Coolum - Image: Elaine de Wet
One of the best spots for an oceanside walk is in Coolum. The short walk along the boardwalk is perfect for people of all abilities and if you can't get out there during the day, no problem, we have you covered as it's lit up at night to accommodate you too. Start your walk at the T-junction of Beach Road and David Low Way, heading up the boardwalk to Point Perry to experience the views and a rest spot (should you want to sit and enjoy the views).
Views all the way up to Noosa and First Bay, just south of Coolum business district (a popular spot for weddings and events) can be seen on this great walk.
Caloundra's Coastal Pathway
Caloundra's Coastal Pathway - By Damien Dempsey from Melbourne, Australia - Boardwalk, CC BY 2.0,
Caloundra's Coastal Pathway offers an awesome nine kilometres of pathway, following along Caloundra's beaches from Bells Creek in the south to Point Cartwright in the north.

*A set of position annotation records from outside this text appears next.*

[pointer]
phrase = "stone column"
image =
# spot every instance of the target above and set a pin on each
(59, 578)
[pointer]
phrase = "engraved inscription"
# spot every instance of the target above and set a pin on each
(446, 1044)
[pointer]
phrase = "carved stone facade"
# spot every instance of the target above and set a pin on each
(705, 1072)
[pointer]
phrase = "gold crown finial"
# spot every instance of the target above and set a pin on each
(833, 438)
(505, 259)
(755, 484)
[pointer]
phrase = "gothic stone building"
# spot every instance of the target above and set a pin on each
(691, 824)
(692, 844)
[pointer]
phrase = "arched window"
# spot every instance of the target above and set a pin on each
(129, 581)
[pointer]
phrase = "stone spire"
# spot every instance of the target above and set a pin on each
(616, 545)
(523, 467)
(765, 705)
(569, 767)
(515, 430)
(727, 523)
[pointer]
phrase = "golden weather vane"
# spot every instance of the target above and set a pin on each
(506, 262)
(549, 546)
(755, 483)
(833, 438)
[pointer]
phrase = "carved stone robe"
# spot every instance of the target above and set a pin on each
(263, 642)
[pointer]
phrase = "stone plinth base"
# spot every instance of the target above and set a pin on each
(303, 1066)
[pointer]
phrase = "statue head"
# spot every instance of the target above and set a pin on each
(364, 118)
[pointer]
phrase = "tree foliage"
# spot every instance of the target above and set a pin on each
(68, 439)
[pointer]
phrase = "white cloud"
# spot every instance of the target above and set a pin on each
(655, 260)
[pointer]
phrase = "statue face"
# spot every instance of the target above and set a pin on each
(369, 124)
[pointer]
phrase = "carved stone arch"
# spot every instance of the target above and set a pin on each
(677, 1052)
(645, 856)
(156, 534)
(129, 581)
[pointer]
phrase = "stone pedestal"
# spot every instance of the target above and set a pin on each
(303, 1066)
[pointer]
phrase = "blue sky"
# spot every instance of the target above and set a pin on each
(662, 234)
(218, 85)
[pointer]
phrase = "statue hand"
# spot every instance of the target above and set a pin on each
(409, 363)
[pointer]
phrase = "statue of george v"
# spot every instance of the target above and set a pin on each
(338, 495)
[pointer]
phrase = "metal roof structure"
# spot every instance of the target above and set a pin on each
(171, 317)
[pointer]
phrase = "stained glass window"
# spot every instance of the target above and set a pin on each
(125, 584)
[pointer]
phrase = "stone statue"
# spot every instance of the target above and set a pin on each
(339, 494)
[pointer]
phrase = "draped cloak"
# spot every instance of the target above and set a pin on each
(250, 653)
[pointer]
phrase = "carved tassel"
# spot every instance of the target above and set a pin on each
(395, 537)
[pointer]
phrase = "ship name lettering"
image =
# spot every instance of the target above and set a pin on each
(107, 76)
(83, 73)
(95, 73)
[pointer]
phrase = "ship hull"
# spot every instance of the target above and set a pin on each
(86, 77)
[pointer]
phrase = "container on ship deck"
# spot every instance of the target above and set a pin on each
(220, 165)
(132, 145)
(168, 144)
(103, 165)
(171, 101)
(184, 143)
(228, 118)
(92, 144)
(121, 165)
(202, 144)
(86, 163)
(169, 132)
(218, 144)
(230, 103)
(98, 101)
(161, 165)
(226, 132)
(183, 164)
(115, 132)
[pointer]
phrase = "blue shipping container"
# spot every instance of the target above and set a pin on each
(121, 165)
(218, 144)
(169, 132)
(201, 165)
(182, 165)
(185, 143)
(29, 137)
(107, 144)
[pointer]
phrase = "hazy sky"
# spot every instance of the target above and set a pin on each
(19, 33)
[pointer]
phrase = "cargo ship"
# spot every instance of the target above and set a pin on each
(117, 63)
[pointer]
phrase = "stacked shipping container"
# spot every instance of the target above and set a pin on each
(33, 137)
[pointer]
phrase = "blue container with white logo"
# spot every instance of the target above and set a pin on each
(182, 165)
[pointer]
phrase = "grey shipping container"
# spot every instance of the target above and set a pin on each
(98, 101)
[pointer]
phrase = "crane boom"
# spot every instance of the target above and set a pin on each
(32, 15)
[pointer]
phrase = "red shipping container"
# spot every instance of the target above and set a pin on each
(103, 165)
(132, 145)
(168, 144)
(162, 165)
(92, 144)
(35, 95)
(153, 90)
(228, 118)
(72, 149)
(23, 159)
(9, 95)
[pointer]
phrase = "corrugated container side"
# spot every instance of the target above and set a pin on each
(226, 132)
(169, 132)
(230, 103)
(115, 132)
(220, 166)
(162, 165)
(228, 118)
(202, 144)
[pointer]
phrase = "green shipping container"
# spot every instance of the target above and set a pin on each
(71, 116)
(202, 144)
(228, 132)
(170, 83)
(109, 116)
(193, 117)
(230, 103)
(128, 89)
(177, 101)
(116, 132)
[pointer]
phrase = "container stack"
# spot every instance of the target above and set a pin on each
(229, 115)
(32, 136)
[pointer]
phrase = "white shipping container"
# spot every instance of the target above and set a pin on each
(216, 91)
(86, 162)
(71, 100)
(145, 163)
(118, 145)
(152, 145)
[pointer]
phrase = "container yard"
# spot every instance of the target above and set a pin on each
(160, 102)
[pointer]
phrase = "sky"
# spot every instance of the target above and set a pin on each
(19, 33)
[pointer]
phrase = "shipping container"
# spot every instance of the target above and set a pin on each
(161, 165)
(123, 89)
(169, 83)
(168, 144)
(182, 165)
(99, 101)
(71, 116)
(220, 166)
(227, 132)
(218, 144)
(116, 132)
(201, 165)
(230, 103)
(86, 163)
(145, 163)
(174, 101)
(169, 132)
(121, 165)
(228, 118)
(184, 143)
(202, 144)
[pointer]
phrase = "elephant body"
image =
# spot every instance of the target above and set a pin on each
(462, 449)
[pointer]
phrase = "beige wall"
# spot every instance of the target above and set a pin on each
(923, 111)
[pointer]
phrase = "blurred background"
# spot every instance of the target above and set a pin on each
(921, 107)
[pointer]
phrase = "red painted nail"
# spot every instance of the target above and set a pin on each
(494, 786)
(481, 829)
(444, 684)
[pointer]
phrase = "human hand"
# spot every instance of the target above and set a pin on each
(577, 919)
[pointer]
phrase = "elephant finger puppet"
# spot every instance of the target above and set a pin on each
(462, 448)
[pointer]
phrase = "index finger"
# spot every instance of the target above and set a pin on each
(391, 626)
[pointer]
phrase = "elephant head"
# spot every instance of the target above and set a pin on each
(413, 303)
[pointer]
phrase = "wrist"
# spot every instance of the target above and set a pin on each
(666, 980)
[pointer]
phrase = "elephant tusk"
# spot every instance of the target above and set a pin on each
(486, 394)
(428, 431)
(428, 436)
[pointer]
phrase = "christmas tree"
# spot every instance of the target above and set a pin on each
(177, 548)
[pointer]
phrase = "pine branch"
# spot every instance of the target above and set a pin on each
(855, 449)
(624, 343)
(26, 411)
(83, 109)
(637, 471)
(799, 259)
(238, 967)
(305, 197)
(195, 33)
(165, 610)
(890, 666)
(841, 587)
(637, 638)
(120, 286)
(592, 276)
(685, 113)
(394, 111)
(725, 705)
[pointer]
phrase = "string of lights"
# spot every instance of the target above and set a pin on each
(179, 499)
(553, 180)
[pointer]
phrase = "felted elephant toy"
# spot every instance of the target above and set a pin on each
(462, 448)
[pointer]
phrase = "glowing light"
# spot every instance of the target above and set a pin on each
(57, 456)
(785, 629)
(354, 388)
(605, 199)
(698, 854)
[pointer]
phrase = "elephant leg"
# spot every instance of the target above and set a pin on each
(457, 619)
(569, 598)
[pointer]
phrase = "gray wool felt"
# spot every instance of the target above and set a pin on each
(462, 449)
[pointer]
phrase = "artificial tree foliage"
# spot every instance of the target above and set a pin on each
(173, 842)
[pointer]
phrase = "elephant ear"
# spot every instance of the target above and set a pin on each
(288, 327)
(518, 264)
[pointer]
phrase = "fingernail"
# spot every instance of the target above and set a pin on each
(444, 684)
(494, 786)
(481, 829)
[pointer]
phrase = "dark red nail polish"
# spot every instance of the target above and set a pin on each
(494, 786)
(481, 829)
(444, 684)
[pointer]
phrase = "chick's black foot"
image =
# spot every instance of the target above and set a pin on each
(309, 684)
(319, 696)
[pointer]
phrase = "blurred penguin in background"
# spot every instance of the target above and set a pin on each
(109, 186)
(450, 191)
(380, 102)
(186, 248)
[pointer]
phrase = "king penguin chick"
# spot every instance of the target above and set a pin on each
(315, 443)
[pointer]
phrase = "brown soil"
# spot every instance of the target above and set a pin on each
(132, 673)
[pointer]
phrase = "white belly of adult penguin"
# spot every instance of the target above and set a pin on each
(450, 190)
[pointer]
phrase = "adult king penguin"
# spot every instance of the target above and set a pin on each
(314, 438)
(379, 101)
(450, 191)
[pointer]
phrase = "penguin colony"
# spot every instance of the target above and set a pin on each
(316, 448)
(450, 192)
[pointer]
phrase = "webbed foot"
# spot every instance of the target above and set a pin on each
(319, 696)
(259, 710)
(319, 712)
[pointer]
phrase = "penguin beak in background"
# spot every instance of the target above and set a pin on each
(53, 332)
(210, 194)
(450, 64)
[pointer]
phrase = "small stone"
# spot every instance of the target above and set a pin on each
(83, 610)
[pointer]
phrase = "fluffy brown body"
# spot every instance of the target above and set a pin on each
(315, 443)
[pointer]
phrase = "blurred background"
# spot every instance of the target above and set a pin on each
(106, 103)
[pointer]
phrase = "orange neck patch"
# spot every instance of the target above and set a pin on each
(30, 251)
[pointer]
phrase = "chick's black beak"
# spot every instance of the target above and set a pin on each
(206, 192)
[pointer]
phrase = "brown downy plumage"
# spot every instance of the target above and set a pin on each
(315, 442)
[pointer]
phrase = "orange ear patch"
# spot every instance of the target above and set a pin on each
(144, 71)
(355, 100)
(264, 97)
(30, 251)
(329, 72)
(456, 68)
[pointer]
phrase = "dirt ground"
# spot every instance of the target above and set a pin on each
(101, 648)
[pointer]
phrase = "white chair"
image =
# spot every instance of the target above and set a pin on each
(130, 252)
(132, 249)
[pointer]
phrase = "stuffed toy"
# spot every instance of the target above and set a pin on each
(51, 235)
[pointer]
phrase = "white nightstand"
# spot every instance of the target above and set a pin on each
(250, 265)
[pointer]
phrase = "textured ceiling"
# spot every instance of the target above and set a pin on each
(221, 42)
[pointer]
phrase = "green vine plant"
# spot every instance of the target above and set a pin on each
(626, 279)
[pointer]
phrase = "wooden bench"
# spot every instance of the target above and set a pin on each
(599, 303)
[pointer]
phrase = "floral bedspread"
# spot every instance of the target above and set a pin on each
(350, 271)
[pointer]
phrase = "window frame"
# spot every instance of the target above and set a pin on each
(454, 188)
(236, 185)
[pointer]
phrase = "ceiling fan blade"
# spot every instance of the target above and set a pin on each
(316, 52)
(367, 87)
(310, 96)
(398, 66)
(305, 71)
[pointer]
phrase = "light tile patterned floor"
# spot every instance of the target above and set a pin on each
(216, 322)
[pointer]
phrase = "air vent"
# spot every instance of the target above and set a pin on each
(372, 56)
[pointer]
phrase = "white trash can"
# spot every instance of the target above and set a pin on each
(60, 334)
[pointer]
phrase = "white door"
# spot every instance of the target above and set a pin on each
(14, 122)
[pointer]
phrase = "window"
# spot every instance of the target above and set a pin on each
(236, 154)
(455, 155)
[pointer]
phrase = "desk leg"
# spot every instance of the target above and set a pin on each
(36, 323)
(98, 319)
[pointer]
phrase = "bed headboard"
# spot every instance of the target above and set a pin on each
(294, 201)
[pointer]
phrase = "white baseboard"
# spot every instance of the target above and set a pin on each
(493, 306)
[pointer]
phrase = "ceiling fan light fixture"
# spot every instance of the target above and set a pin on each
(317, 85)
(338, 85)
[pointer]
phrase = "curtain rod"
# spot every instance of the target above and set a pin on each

With everything on offer to see along the way, a lighthouse; lakes; creeks and beaches popping up all along the Coastal Pathway, this is truly an awesome scenic trail to follow and to explore some of Caloundra's natural beauty. The previous Caloundra Council spent an astronomical amount on the planning and construction of this Coastal Pathway ensuring that walkers and cyclists can take full advantage of the stunning scenery.
This walk is located at the Northern end of Pacific Boulevard in Buddina. An easy 1.2km walk on a paved path all along the Mooloolah Riverfront, where you pass a lovely swimming cove on route to the river mouth, or perhaps you're looking for a more challenging walk? Then the walk up the hill to the lighthouse would be the way to go offering sweeping views up and down the coastline.
Mount Tinbeerwah Lookout, Tewantin National Park
Sensational sunrise from the Mt Tinbeerwah Lookout - Image: Visit Noosa Facebook page
You'll find this walk just west of Noosa and Tewantin along the Cooroy-Noosa Road. A wonderfully panoramic walk as one gets a 360 degree view of the northern Sunshine Coast all the way down south to Caloundra. Mount Tinbeerwah is a volcanic plug (thanks to wikipedia.org "is a volcanic object created when magma hardens within a vent on an active volcano. When present, a plug can cause an extreme build-up of pressure if rising volatile-charged magma is trapped beneath it, and this can sometimes lead to an explosive eruption".) This plug is the residue from volcanic activity millions of years ago.
Well, let's hope this isn't going to happen at Mount Tinbeerwah anytime soon. The surrounding forest in this area is home to the endangered Triunia Robusta, a scrawny, multi-stemmed small tree with white flowers and red fruit.
Let's get back to our walk. If one walks from the car park this leads to a fire tower which is 265 metres above sea level. This is not a very long track, only measuring 260 metres, but is well marked with information signs along the way and railings and steps on the steeper sections. The first 130 metres is wheelchair accessible - don't you just love it when wheelchair users get the opportunity to enjoy our natural surrounds too?
How easy is that? All you now need to do is, put on some sturdy walking shoes, a hat, grab a water bottle and slip-slap-slop and you're ready to go!